“The story of a young Viking boy who wishes to prove himself a worthy warrior at the time of the Norman invasion.” (from Goodreads)
I can’t quite put a finger on what makes this book so timeless for me. Is it the idea of a last stronghold in the hearts of men? A hero who is brave in more ways than the battle kind? A young woman who loves him with the fierce love of deep loyalty? Or the sprinkling throughout of music to express loneliness and stir hearts?
Something. Bjorn and Frytha, Aikin the Beloved and Garm, Gille and Ari Knudson, and the mazelin have shaped me and my ideals and my writing much. I didn’t realize how much until this re-read.
There were so many key pieces of the story I had forgotten. A quote here, a line there. Even the onomatopeia-ic beauty of the word “holmganging”. This time it was not just an adventure, but I saw more clearly the struggle and the growth of Bjorn. I caught the lines I had missed at Bjornsthwaite and again at the end. I remembered what finally happened with Erland.
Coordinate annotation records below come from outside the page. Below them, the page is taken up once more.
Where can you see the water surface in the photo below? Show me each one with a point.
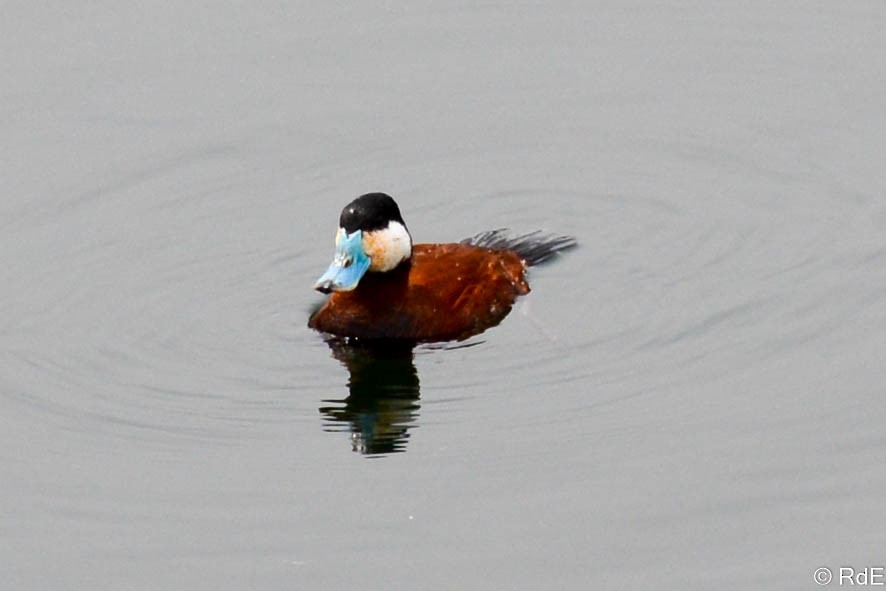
(692, 399)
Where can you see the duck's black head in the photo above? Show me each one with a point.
(372, 236)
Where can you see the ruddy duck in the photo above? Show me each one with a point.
(385, 287)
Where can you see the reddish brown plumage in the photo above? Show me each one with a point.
(447, 292)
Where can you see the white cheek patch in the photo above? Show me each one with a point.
(387, 248)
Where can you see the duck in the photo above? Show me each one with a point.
(381, 286)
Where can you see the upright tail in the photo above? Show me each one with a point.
(534, 248)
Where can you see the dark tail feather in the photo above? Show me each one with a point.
(534, 248)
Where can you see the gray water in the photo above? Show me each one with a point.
(693, 399)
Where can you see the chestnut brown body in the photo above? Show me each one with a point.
(444, 292)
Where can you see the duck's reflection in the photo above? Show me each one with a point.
(382, 402)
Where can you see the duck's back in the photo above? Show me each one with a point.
(447, 292)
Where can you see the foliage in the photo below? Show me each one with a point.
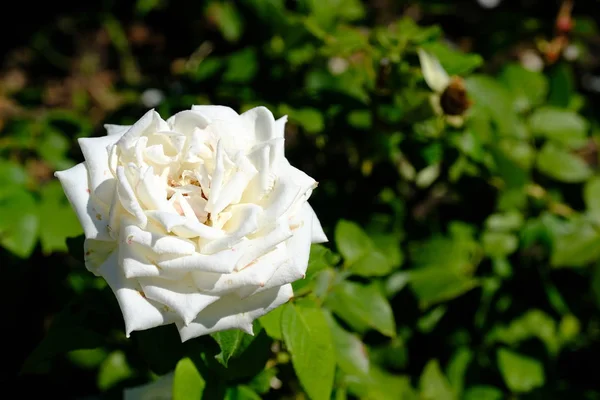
(464, 254)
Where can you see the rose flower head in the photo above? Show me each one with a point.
(198, 220)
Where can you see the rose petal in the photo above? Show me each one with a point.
(262, 244)
(128, 197)
(260, 123)
(158, 243)
(95, 152)
(116, 130)
(138, 313)
(254, 276)
(229, 312)
(151, 122)
(317, 234)
(183, 226)
(216, 112)
(181, 296)
(435, 75)
(243, 222)
(92, 216)
(221, 262)
(298, 251)
(187, 121)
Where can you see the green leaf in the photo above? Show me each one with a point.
(509, 170)
(362, 307)
(351, 353)
(483, 392)
(530, 88)
(227, 18)
(454, 62)
(396, 282)
(561, 126)
(493, 98)
(373, 263)
(521, 374)
(11, 175)
(562, 85)
(577, 245)
(271, 322)
(310, 119)
(505, 222)
(188, 384)
(160, 389)
(58, 221)
(591, 194)
(380, 385)
(261, 383)
(307, 337)
(53, 148)
(72, 329)
(433, 383)
(320, 259)
(242, 66)
(113, 370)
(596, 284)
(499, 244)
(87, 358)
(428, 321)
(241, 392)
(433, 284)
(457, 368)
(389, 246)
(560, 164)
(19, 223)
(232, 342)
(532, 324)
(160, 359)
(351, 241)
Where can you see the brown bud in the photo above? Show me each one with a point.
(454, 100)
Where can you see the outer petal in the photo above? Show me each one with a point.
(151, 122)
(216, 112)
(186, 121)
(435, 75)
(254, 276)
(92, 217)
(95, 151)
(139, 313)
(181, 296)
(243, 221)
(318, 235)
(220, 262)
(229, 312)
(298, 252)
(184, 227)
(117, 130)
(260, 123)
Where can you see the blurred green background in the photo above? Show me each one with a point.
(478, 238)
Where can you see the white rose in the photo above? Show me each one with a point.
(199, 220)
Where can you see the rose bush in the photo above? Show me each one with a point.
(198, 220)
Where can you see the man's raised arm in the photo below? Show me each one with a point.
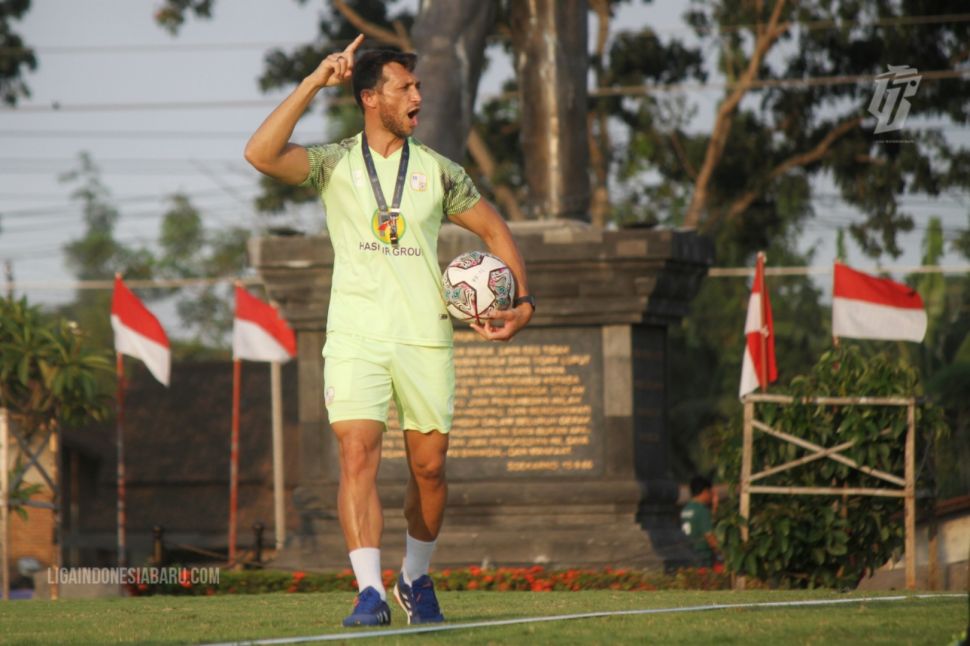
(269, 149)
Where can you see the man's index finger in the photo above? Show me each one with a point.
(352, 47)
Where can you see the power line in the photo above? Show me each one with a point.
(131, 199)
(58, 106)
(235, 136)
(808, 25)
(133, 134)
(823, 270)
(714, 272)
(597, 92)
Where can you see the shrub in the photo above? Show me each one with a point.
(812, 541)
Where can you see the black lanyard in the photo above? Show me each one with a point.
(387, 216)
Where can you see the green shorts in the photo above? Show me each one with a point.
(360, 375)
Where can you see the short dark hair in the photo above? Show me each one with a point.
(699, 484)
(369, 68)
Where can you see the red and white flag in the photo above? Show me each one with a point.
(138, 333)
(758, 367)
(866, 307)
(259, 333)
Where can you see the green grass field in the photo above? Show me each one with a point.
(180, 620)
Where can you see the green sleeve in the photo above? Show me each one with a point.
(323, 159)
(460, 191)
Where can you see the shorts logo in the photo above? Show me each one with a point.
(382, 226)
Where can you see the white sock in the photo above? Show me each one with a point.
(417, 558)
(366, 562)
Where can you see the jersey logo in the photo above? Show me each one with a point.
(382, 226)
(419, 182)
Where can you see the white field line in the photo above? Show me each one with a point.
(584, 615)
I love books that I can read more than once and enjoy just as much. There was a double-edged beauty of looking back on the ten years since I first read it and seeing how the book shaped me while discovering the story all over again.
My older self understood the negatives of the story more clearly as well. The feminism, sadly accurate to their pragmatic and desperate culture. The meshing of the “old gods” and a watered down version of Christianity. The justifiable but sorry idea of revenge.
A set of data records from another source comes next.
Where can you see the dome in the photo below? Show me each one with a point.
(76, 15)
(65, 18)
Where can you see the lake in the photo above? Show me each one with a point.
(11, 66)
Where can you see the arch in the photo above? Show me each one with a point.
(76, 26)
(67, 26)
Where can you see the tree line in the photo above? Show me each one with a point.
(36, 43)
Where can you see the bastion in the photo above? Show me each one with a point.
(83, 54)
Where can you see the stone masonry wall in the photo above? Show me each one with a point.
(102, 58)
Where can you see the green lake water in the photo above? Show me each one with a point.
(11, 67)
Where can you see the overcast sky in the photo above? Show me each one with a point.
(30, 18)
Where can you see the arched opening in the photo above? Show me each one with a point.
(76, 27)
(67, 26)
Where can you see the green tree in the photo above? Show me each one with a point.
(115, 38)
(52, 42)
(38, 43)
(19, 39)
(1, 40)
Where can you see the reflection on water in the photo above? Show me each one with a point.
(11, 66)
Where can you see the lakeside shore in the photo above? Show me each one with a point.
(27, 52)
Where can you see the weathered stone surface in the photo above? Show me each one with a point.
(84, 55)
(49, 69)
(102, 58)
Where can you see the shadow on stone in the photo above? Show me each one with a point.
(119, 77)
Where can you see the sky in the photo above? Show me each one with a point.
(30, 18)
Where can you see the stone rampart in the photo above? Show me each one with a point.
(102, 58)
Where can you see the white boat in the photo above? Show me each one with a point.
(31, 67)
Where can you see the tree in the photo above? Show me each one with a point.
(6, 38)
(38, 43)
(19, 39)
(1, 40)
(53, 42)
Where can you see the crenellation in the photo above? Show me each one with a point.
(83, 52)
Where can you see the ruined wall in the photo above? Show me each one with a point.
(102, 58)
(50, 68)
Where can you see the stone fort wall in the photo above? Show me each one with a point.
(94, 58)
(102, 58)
I have an old copy of this book. The dust jacket is gone, showing the lovely gray-blue cover with three swords and shields. Inside, there is an old library checkout card. A “Michelle B” was the last to check it out in 1975. Such an old story, but a good one.
8 thoughts on “Book Review: The Shield Ring”
It’s cool to see the increase of maturity when one revisits a book, isn’t it? God is faithful in maturating us though we might not perceive it in the day-to-day.
Yes, indeed! It’s hard to see in the moment, but looking back it’s a blessing to see the journey He has brought us on.
Rosemary Sutcliff writes the BEST stories.